Nebeneinander

MOZARTWOCHE / MOZARTEUMORCHESTER / BOLTON

30/01/11 Vielleicht ist es undankbar, im Abstand von vier Tagen hinter Fazil Say herspielen zu müssen. Noch dazu mit einem der weniger „dankbaren“ Mozart-Konzerte. David Greilsammer (Klavier), Annette Dasch (Sopran) in der Matinee am Samstag (29.1.).

Von Reinhard Kriechbaum

altDavid Greilsammer, 1977 in Jerusalem geboren, in Italien, Frankreich, Israel und schließlich in den USA ausgebildet, setzt seine musikalisch-polyglotten Eindrücke, die er im Lauf seiner Jugend erfahren hat, gewiss optimal um. Einer wie er lässt sich nicht auf Extrempositionen ein, die Weltsicht schlägt sich in seinem Spiel so nieder, dass er es zwischen Tel Aviv und New York, überall in der Alten wie der Neuen Welt so umsetzen kann, dass sich die Zuhörer und die ihn begleitenden Orchester gleichermaßen gut zurechtfinden.
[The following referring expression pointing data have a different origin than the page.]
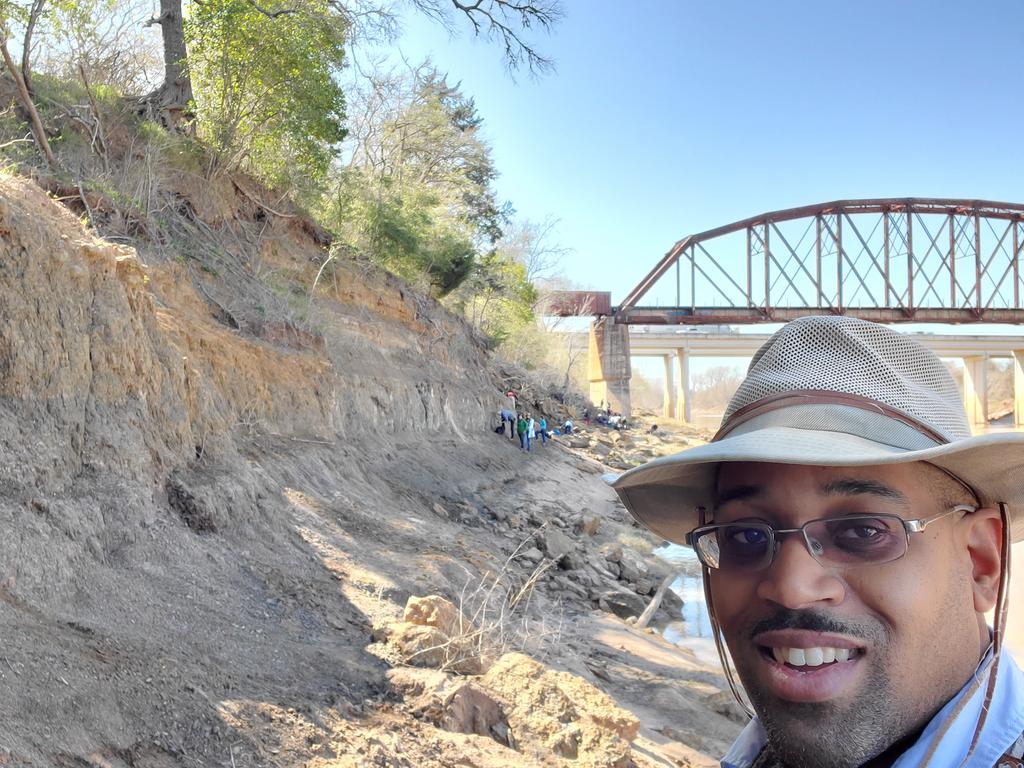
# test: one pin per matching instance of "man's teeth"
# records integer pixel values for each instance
(810, 656)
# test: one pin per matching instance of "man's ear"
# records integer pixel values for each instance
(984, 538)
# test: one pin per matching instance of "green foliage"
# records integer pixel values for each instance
(498, 298)
(416, 194)
(267, 96)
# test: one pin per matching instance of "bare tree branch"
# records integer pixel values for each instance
(505, 22)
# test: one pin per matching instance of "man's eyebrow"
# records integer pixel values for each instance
(871, 487)
(736, 494)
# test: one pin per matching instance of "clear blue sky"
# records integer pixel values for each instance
(666, 118)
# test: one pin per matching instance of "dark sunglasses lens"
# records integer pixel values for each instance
(740, 547)
(849, 541)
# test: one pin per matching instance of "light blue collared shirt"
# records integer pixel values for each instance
(1003, 726)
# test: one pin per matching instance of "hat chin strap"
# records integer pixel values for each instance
(998, 626)
(723, 653)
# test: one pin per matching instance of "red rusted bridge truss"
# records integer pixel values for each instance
(908, 259)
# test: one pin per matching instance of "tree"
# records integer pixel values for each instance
(505, 20)
(24, 96)
(415, 192)
(267, 92)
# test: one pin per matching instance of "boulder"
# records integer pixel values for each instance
(434, 610)
(623, 603)
(574, 560)
(531, 555)
(613, 553)
(419, 645)
(555, 544)
(643, 586)
(455, 705)
(632, 566)
(562, 712)
(672, 604)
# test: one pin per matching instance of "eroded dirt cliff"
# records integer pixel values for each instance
(203, 522)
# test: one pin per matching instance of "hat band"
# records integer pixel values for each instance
(822, 397)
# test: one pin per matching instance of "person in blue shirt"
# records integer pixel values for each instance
(853, 537)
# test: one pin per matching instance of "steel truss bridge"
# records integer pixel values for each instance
(890, 260)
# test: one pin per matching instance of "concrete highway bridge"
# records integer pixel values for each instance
(677, 347)
(888, 260)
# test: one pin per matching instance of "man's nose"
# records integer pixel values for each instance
(795, 580)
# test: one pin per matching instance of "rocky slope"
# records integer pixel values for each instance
(212, 528)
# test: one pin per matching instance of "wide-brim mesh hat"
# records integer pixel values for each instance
(834, 391)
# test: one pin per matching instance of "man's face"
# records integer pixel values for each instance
(905, 635)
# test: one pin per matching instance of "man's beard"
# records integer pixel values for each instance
(825, 734)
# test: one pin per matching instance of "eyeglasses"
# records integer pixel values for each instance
(843, 542)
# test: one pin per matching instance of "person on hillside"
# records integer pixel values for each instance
(523, 433)
(508, 422)
(853, 536)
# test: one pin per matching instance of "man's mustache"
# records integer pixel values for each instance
(816, 621)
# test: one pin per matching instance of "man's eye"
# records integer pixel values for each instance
(860, 532)
(748, 537)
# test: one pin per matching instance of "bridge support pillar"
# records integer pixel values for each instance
(683, 398)
(608, 365)
(669, 389)
(1019, 387)
(976, 389)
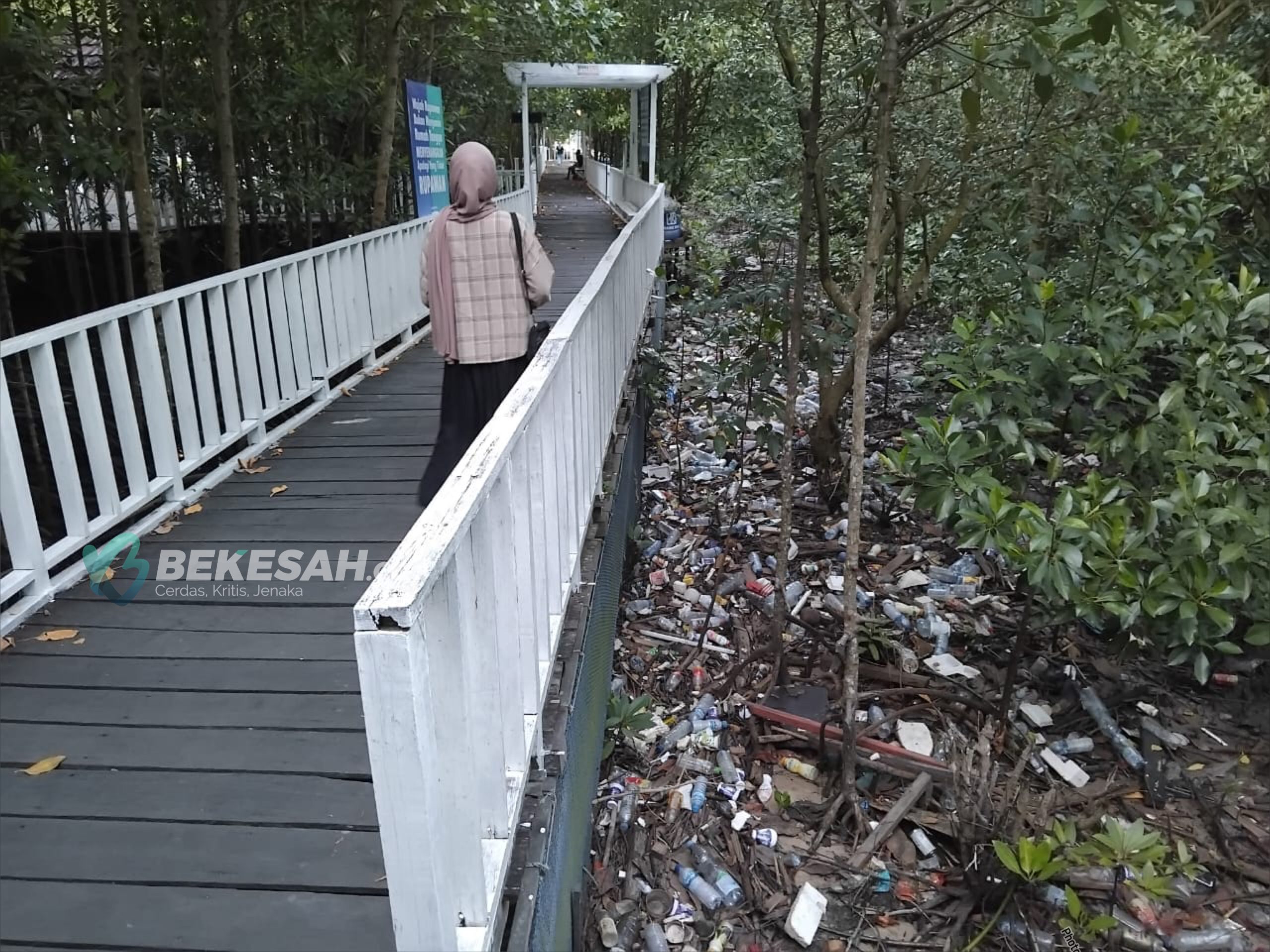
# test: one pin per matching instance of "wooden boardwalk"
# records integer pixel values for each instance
(216, 790)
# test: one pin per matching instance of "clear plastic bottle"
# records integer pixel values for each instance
(1072, 746)
(898, 619)
(701, 709)
(701, 890)
(695, 765)
(727, 769)
(803, 770)
(674, 737)
(698, 799)
(654, 939)
(628, 806)
(731, 890)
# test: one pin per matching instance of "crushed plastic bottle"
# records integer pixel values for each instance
(1072, 746)
(698, 799)
(701, 889)
(1017, 931)
(731, 890)
(654, 939)
(1094, 706)
(727, 769)
(803, 770)
(898, 619)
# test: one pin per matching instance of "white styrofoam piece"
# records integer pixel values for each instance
(806, 914)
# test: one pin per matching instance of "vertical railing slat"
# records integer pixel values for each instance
(282, 342)
(201, 358)
(127, 427)
(88, 400)
(224, 358)
(271, 395)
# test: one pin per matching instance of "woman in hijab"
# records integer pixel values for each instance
(479, 300)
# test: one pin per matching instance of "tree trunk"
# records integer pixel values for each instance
(388, 114)
(888, 84)
(219, 30)
(135, 134)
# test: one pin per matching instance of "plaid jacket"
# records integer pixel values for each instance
(492, 316)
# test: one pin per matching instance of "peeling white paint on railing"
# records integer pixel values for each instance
(220, 365)
(457, 634)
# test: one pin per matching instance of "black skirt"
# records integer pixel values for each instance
(470, 394)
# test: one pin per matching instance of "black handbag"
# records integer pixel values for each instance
(539, 330)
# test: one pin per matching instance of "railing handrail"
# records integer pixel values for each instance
(295, 323)
(434, 537)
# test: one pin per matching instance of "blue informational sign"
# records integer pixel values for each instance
(426, 128)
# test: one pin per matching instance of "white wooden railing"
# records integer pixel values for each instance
(457, 634)
(220, 366)
(623, 191)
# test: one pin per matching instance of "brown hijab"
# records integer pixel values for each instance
(473, 183)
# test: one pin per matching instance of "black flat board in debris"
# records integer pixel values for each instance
(216, 790)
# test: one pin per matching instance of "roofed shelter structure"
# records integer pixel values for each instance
(590, 75)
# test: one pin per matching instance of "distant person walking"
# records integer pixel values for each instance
(478, 298)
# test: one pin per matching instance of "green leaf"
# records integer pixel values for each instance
(1203, 668)
(1008, 857)
(971, 107)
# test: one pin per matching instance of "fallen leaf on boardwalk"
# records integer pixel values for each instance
(58, 635)
(49, 763)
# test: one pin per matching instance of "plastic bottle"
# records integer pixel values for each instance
(731, 890)
(727, 769)
(898, 619)
(1072, 746)
(695, 765)
(765, 837)
(654, 939)
(699, 677)
(607, 932)
(674, 737)
(1094, 706)
(698, 799)
(701, 709)
(1016, 930)
(627, 932)
(701, 890)
(765, 789)
(627, 806)
(806, 771)
(877, 716)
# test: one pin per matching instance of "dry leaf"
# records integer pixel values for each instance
(49, 763)
(58, 635)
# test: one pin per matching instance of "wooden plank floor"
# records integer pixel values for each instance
(216, 787)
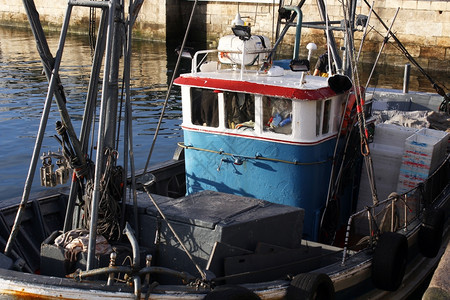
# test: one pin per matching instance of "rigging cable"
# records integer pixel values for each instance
(175, 71)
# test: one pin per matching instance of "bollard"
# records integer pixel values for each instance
(406, 78)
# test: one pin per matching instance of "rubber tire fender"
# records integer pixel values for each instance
(231, 292)
(430, 232)
(311, 286)
(389, 261)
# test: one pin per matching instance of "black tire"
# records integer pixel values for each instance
(430, 232)
(389, 261)
(231, 292)
(311, 286)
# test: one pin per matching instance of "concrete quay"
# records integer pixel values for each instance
(423, 26)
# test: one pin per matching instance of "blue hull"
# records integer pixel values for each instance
(289, 174)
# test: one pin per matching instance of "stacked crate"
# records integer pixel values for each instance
(423, 153)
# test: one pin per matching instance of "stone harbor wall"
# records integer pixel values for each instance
(423, 26)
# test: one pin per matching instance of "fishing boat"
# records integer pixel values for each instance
(285, 186)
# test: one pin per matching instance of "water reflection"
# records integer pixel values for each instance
(23, 89)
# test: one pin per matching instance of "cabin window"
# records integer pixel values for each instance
(204, 107)
(277, 115)
(326, 117)
(239, 110)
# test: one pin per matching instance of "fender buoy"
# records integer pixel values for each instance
(231, 292)
(309, 286)
(389, 261)
(430, 232)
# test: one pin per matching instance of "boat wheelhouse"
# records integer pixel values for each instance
(266, 135)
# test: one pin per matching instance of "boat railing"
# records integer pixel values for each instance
(196, 65)
(399, 211)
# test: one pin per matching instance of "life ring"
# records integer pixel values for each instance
(389, 261)
(310, 286)
(231, 292)
(430, 232)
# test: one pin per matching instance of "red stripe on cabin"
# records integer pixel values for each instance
(256, 88)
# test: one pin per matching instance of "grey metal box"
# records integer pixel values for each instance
(204, 218)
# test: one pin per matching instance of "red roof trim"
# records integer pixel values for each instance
(256, 88)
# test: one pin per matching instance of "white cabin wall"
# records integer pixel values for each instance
(186, 105)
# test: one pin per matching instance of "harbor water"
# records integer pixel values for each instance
(23, 89)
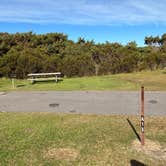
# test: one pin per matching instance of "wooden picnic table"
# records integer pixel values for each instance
(44, 76)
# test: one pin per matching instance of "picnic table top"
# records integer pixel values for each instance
(44, 74)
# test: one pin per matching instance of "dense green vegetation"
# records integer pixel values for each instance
(152, 80)
(67, 139)
(23, 53)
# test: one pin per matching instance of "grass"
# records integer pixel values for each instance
(70, 139)
(152, 80)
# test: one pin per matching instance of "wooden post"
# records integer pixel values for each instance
(142, 116)
(13, 86)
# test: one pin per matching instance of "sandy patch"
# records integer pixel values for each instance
(151, 148)
(68, 154)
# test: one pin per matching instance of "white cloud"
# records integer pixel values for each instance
(85, 12)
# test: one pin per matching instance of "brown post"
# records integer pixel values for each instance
(142, 116)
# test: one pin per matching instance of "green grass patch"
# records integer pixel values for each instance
(152, 80)
(29, 139)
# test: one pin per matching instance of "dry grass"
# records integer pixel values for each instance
(67, 154)
(71, 139)
(151, 148)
Ein wenig unverbindlich? Ja schon, auch wenn es im Detail kostbar ziselierte Episoden gab in der Samstag-Matinee, als David Greilsammer das wenig gespielte, weil weniger auf Effekt angelegte in Es-Dur KV 449 von Mozart hören ließ. Genauer gesagt: Dirigent Ivor Bolton trimmte das Mozarteumorchester sehr wohl ein wenig auf Effekt, und so kam es, dass Orchester- und Solopart an diesem Vormittag wie nebeneinander herliefen.

Wenigstens nebeneinander. In Bachs Viertem Brandenburgischen Konzert ist vieles nicht nebeneinander, sondern krass gegeneinander gelaufen, im barocken Freistil sozusagen, und auch in manchen Anschlüssen, weil Ivor Bolton sich selbst die Hände gebunden hatte, indem er sich ans Cembalo setzte. Frank Stadler (Violine), die Blockflötisten Lorenzo Cavasanti und Robert Ehrlich waren die Solisten. Alle miteinander haben wenig miteinander anfangen können.

Hörte man im Nachtkonzert zuvor in Heinz Holligers Zyklus „Beiseit“ Liedkunst der durchsichtigsten Art, so war in der Matinee eine Gruppe von Orchesterliedern zu hören, die Heinz Holliger als Siebzehnjähriger komponiert hatte. Da hat er mutig in den Orchester-Farbtiegel gelangt. Was schon in diesem Frühwerk hervortritt: Holligers hoch entwickeltes literarisches Interesse. In diesem Fall Texte von Morgenstern, aber nicht solche der parodistischen Art, sondern dunkler Gefärbtes, Hintersinnigeres mit schwarzen Schlagschatten. Annette Dasch hat sich damit eine ansprechende, wirkungsvolle Repertoire-Bereicherung eingehandelt. Vielleicht hätte Ivor Bolton das Orchester ja noch ein wenig zurücknehmen können.

Zuletzt wurde man mit der Dank genauer Berücksichtigung von Wiederholungszeichen gar nicht mehr so „kleinen“ A-Dur-Symphonie KV 201 sehr stimmig in die Tagessonne entlassen. Da waren Bolton und das Mozarteumorchester endlich wirklich in ihrem ureigenen Element.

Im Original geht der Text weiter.